And then we gave Carlos another turn of surprise. To see a bird fall, and no sound of the gun,—that was beyond reason. He snapped his finger at his ear to make sure he had not lost his hearing.

We showed him the silencers set on the rifles and tried to explain them, but he shook his head; his physics wasn't up to such juggling with sound.

The shadows were over everything when we stopped beside a brook to rest and make a meal. Carlos found wood that burned with little smoke, and we soon had a bird apiece, broiling. Out of a bag Carlos poured farine. With water he made a paste. Then came macadam—codfish stewed with rice. We topped off with bananas, and water from the stream.

The scene was like to have been the last to my eyes on this earth. A high peak towered some seven miles to the east. We could see the blue sea below, many miles to the north, with the golden-yellow horizon. Great tracts of forest were everywhere between, with bits of glades, and palm groves.

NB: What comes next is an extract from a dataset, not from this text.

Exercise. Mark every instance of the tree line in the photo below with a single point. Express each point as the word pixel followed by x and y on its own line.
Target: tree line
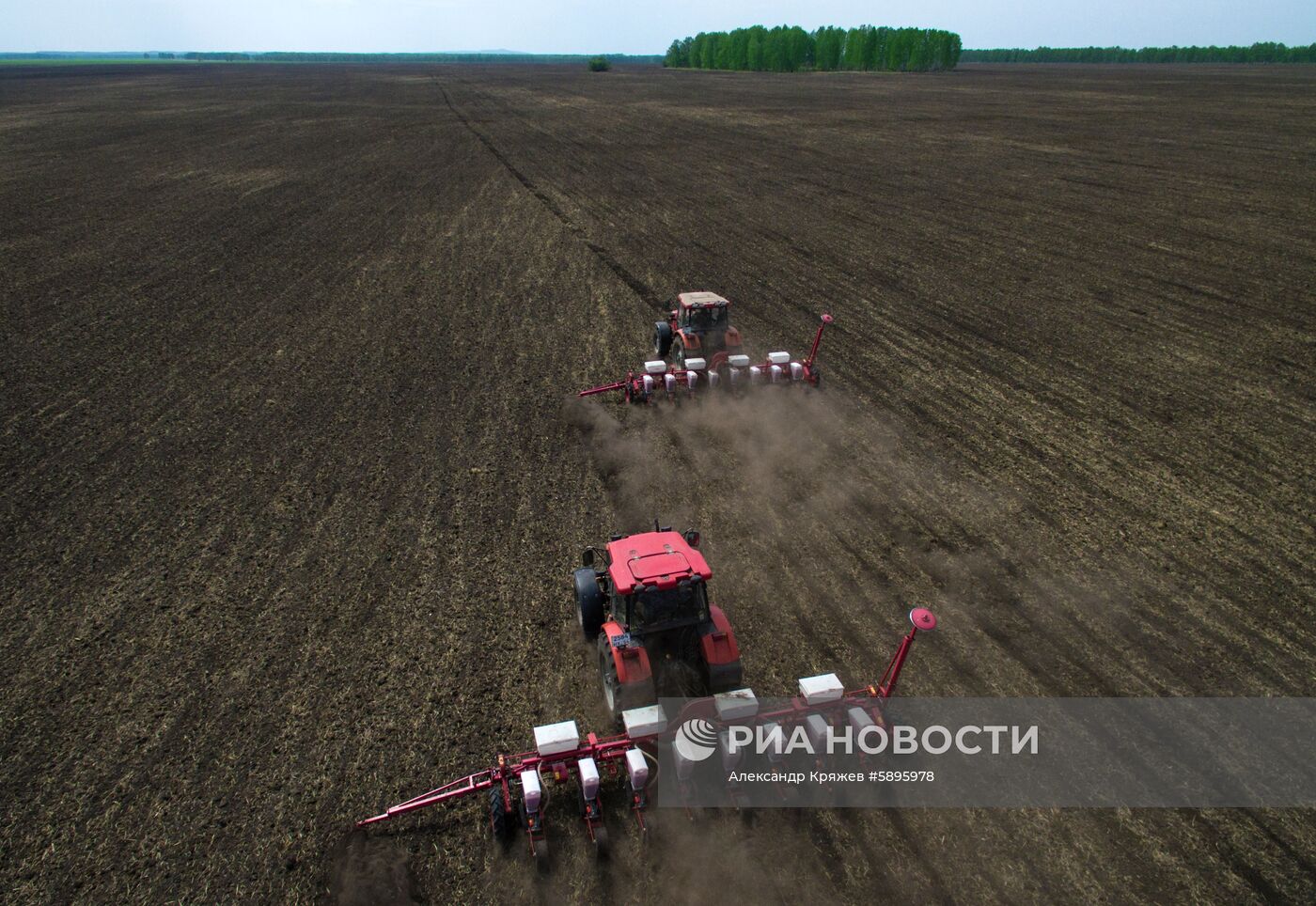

While we looked, the coast line darkened, the valleys blackened; the gloom crept up the slopes; swiftly it enveloped the three of us. Then for several minutes the mountain peaks glowed at the tops as if afire, and then they, too, went out, and it was night. The world was changed. The trees seemed like personalities now, come awake like the owls, with the going out of the light. Tree-ferns below us seemed to whisper with their greater neighbors—mysterious gossip. Night birds piped their solemn dirge, insects tweeked; tree toads shrilled in competition with the bellowing bull-frogs; owls hoarsely laughed, and called their "what-what-what."

A strange oppression crept over me and I yearned for the deck of the Pearl.

Suddenly Carlos sat erect—listening. I cocked my ear, but there was nothing but the usual night sounds. A minute passed. Then, ever so faintly I discerned the peculiar low rumble. It was something I had heard before. It rose and fell in waves of sound; and wave upon wave it swelled in volume.

"It's the voodoo drum!" I whispered Robert.

"That's over a mile away," he observed, listening.

"Seex mile!—maybe seven mile!" corrected Carlos.